Professor Keith McLay, Pro Vice-Chancellor Dean of the College of Arts, Humanities & Education, writes about Brexit and the power of language.
While Mrs May doubtless privately knew that her Withdrawal Agreement would be rejected by Parliament, she probably didn’t anticipate that she would be forced to bring back a Plan B within three days (Monday 21 January) rather than three weeks.
The Parliamentary timetable was forced by the decision of Commons’ Speaker John Bercow to accept the former Attorney General Dominic Grieve’s amendment to the Government Business motion, which brought forward the deadline for a statement (but did not formally amend the European Union (Withdrawal) Act 2018 which still provides, in law, a 21-day period for a government response following a decision by the Commons not to approve the proposed deal with the EU).
The Humpty Dumpty rule
Speaker Bercow’s decision precipitated howls of protest within and outwith Westminster, with claims that he had broken with precedent and was single-handedly seeking to frustrate Brexit (having previously incautiously revealed that he voted to Remain). The redoubtable pundit Melanie Phillips, with a look of deep incredulity, claimed on Politics Live that Bercow had effectively frustrated the constitutional order on an interpretation of the word ‘forthwith’ by applying the ‘Humpty Dumpty’ rule that ‘a word means precisely what I mean it to mean and no less’.
Phillips was correct in as much as Bercow interpreted ‘forthwith’ to mean straight away without debate, rather than allowing a debate immediately (‘forthwith’), but she failed to highlight the other element of Bercow’s decision, namely that he considered the government’s Business motion to be amendable because the government had itself presented a revised motion to its original Order; Parliamentary procedure is silent on whether an original Government Order which has been varied can be subject to amendment.

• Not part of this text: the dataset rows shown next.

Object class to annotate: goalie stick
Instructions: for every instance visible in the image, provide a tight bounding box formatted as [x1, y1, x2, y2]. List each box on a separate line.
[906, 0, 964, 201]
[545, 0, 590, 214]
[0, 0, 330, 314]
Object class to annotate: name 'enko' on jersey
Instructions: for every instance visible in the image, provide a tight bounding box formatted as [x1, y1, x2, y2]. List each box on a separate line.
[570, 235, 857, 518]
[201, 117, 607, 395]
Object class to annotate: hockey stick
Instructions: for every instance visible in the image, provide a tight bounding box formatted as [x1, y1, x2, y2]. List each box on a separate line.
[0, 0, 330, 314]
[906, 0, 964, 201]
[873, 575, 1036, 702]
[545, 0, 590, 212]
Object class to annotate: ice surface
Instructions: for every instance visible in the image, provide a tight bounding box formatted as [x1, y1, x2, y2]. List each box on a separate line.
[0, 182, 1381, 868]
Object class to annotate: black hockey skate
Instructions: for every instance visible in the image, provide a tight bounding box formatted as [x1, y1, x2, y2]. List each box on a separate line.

Historical consequences of different interpretations
Now, Melanie Phillips is like everyone else entitled to place a value judgement on Speaker Bercow’s decision, but it doesn’t stand scrutiny to imply that the Humpty Dumpty rule is unique in this instance. History is replete with instances whereby protagonists have sought to place different interpretations on words and phrases or indeed to insert words and phrases to alter the meanings, the consequences of which have resonated throughout the centuries. Two examples separated by over 200 years serve to illustrate the point.
In January 1689, when the Convention (temporary) Parliament met to consider the flight to France of James VII & II on the landing of William of Orange at the head of a 4000-strong force, the Whigs and the Tories struggled to agree on a description of the constitutional situation and the offer of the throne to William and his wife Mary in place of James.
The convention governing the succession between monarchs, ‘the King is dead, long live the King’, could not apply as James was in rude health, albeit ensconced at the palace of St Germain in Paris, at the pleasure of the French King Louis XIV.
The eventual resolution put to the Parliament that King James, ‘having withdrawn himself out of this kingdom, has abdicated the government; and the throne is thereby vacant’ was only acceptable because of two very different interpretations of the word ‘abdicate’.
For the Tories, abdication was found in James’ physical flight from the country thereby leaving the throne vacant, while for the Whigs, James’ abdication was manifest in his violation of the law which left the throne vacant due to his failure to fulfil his contract with his subjects. In January 1689, the word ‘abdication’, as with ‘forthwith’ for Speaker Bercow, was fecund with many interpretations.
The second example, drawn from the mid-20th century, was personally as well as (with the passage of more than 30 years) constitutionally significant. Between October 1963 and June 1964, at the Rivonia Trial, Nelson Mandela and many other members of the African National Congress were in the dock on various sabotage and terrorism charges.
Rather than each accused take the stand, they agreed amongst themselves that Mandela would deliver a speech at the trial’s opening to put the case positively for the defence and the defendants’ actions, and to press their belief in a free and democratic society.
On this principle, Mandela intended his peroration to be ‘it is an ideal for which I am prepared to die’. At the urging of lawyer George Bizos, Mandela agreed to insert the four words ‘but if needs be’ at the start of the sentence. Insertion of ‘needs be’ made the peroration simultaneously less and more provocative; less because it qualified the statement and made explicit that Mandela was not seeking martyrdom, and more because it made clear that the responsibility for his death would lie with the judge.
It was, and is, widely accepted that this revision to the peroration weighed heavily with the presiding judge, Dr Quartus de Wet, when deciding not to pass down the death sentence upon conviction.
So, one might agree or disagree with Speaker Bercow’s decision, but his sense of history must surely be applauded. It is a truism that the course of history has often turned on the Humpty Dumpty rule and the insertion of qualifying words; always has, always will.